Chicago Board of Trade (CBOT) corn futures topped $8 per bushel and hit their highest price in nearly a decade on Monday over concerns about unfavorable US weather and the Ukraine war disrupting grain exports.
Traders fear cold weather will reduce US crop planting this spring and could potentially reduce yields at harvest time in the fall. Forecasts show “only brief open windows for Midwest planting” through the end of the month, said Rich Feltes, head of market research at broker RJ O’Brien.
Planting is already off to a slow start, with 2 percent of the crop sown as of April 10, below the five-year average of 3 percent. The US Department of Agriculture will publish an update on the farmers’ progress in a weekly report at 3 pm CDT (2000 GMT).

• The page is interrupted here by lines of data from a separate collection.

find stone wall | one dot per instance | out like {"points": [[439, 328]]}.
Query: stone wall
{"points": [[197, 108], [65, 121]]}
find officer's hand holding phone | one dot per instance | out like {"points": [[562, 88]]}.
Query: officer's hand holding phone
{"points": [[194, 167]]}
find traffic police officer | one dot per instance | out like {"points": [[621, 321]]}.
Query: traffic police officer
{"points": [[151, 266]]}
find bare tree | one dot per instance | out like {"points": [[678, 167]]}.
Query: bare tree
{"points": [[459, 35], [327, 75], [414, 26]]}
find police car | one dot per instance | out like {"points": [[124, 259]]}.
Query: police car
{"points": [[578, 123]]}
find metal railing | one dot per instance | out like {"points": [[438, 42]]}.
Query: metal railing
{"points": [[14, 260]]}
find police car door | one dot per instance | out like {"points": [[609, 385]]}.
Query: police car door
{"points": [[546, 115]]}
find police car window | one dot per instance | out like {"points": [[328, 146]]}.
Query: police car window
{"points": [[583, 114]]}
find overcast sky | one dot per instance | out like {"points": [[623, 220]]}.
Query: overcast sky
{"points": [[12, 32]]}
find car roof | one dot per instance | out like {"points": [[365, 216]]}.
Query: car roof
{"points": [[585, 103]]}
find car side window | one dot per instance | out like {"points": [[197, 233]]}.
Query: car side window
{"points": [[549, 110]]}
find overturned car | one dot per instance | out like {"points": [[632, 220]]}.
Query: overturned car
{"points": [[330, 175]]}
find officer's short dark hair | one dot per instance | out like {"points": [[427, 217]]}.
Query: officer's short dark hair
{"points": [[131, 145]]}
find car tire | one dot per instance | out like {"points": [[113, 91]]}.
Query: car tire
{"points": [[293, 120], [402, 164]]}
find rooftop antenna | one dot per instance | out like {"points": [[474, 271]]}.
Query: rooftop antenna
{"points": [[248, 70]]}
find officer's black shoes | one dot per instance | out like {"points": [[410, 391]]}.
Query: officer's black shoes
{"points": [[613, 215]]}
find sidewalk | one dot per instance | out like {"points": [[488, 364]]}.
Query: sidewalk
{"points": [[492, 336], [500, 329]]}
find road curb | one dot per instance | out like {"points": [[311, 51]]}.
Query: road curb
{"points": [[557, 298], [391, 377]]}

“It looks like some corn will be planted before the end of April, but the war in the Ukraine continues,” said Dennis Smith, a commodity trader at Archer Financial Services in Chicago.
US grain production is particularly important this year because the war in ukraine it has cast doubt on its plantations and has stalled agricultural exports from the Black Sea region, a major world supplier of corn and wheat.
About 1.25 million tons of grains and oilseeds are still in commercial ships blocked in Ukrainian seaports due to the invasion of russiaand part of the cargo may deteriorate in the near future, Ukraine’s agriculture minister said on Friday.
Most active Cv1 corn futures rose as high as $8.03 per bushel on the CBOT, the strongest level since September 2012. As of 10:10 a.m. CDT (15:10 GMT), the contract was up 18-3/4 cents. at $8.02-1 /2 a bushel.
CBOT Sv1 soybeans gained 24 cents to $16.89-1/4 a bushel, while CBOT Wv1 wheat jumped 28-1/2 cents to $11.33 a bushel and approached a four-week high.
Wheat futures rallied after the most active Wv1 contract posted its biggest drop in nearly two weeks on Thursday. CBOT markets were closed on Friday.